Marine's Father Defends Son in Haditha Killings Probe

The father of a Marine being investigated in the deaths of two dozen civilians in Haditha, Iraq, said Monday he does not believe his son would have intentionally killed innocent people.

"I just don't believe that he would do something like that," said Dave Wuterich, the father of Staff Sgt. Frank D. Wuterich. "He is a very caring kid, always trying to help somebody out, very smart, and I don't think he would do something like that. I really don't."

Frank Wuterich's lawyer, Neal A. Puckett, told The Associated Press in an interview Sunday that the event was tragic, but he denied innocent people were killed intentionally and said troops followed military rules of engagement.

No one has been charged in the Haditha case, which centers on allegations that a small number of Marines from Camp Pendleton's 3rd Battalion, 1st Marine Regiment killed 24 Iraqi civilians, including unarmed women and children, on Nov. 19 after a roadside bomb killed a fellow Marine.

Haditha residents have said innocent civilians were executed, including some who pleaded for their lives.

Puckett quoted the sergeant as describing a house-to-house search that went wrong and resulted in unintended civilian deaths.
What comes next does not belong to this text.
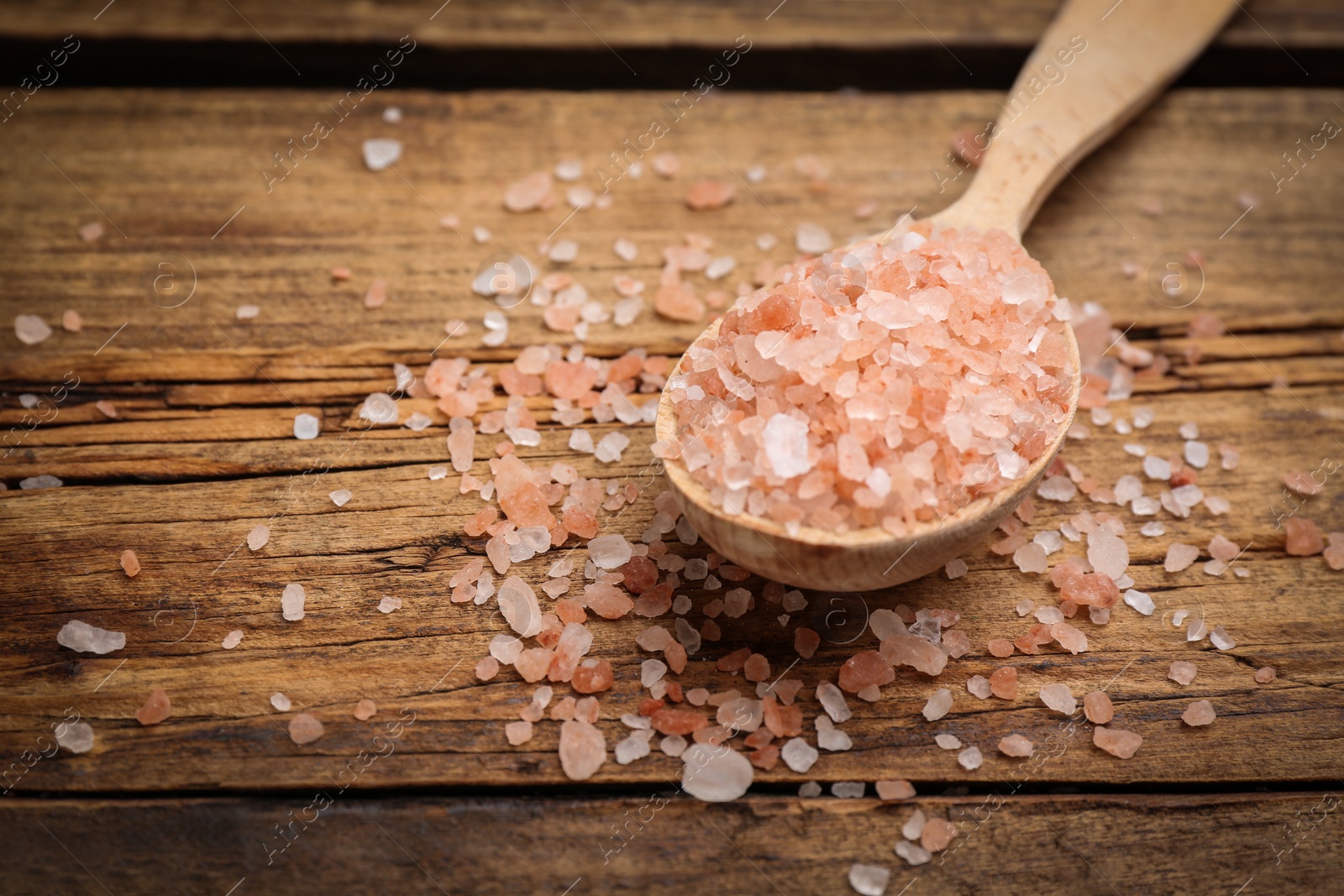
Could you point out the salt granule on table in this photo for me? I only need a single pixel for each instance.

It was "certainly a tragic result and (Frank Wuterich) understands that it's tragic and he feels extremely badly about the fact that innocent civilians were killed," Puckett told the AP. "But he was following what he understood to be the rules of engagement and standard protocol."
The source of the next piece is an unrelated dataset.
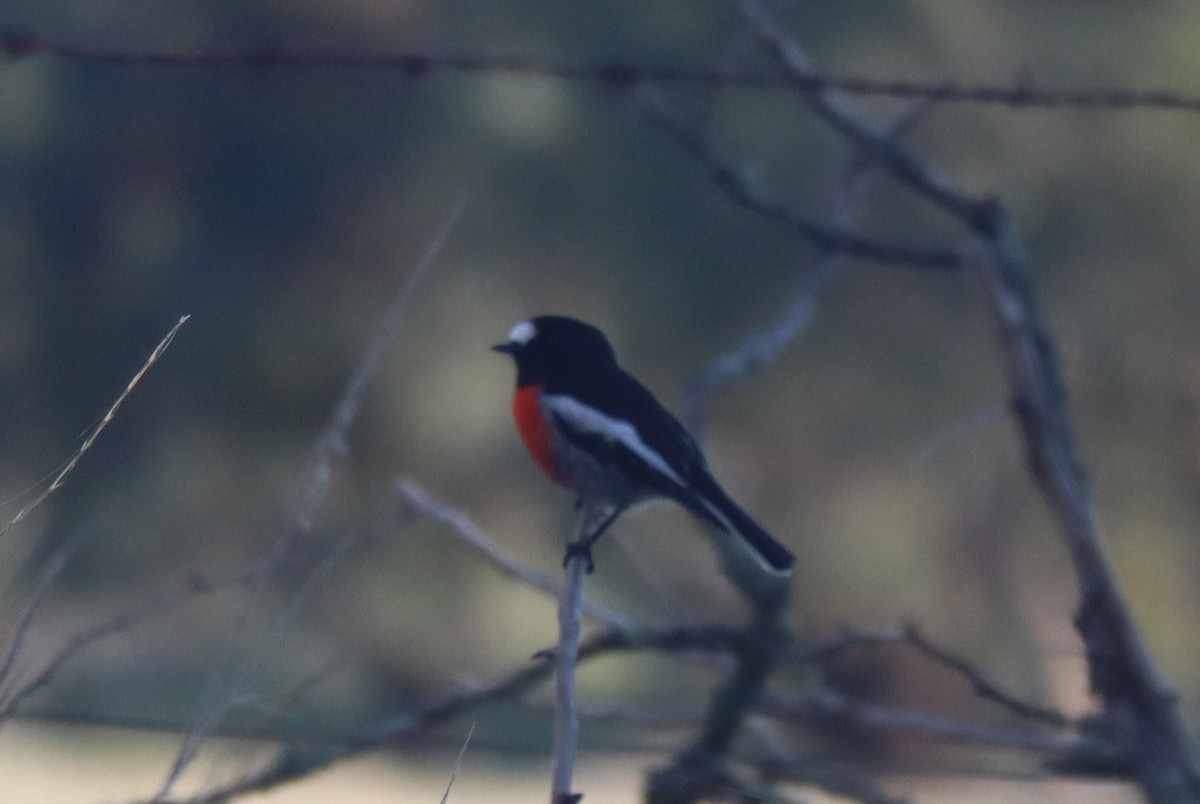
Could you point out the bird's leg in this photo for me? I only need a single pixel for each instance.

An investigation has been examining whether Marines tried to cover up the shootings and whether commanders were negligent in failing to investigate the deaths when they were reported.

Dave Wuterich said his son had been told not to talk about the case, even to family members. He said his son liked the Iraqi people.

"It's kind of hard," Dave Wuterich said. "He's a good Marine. He's a good dad."

Puckett said it was possible none of the Marines would be charged with murder and instead some commanders could be charged with dereliction of duty for failing to properly investigate the incident at the time. Frank Wuterich remained at Camp Pendleton and had been promoted to staff sergeant since the incident, he said.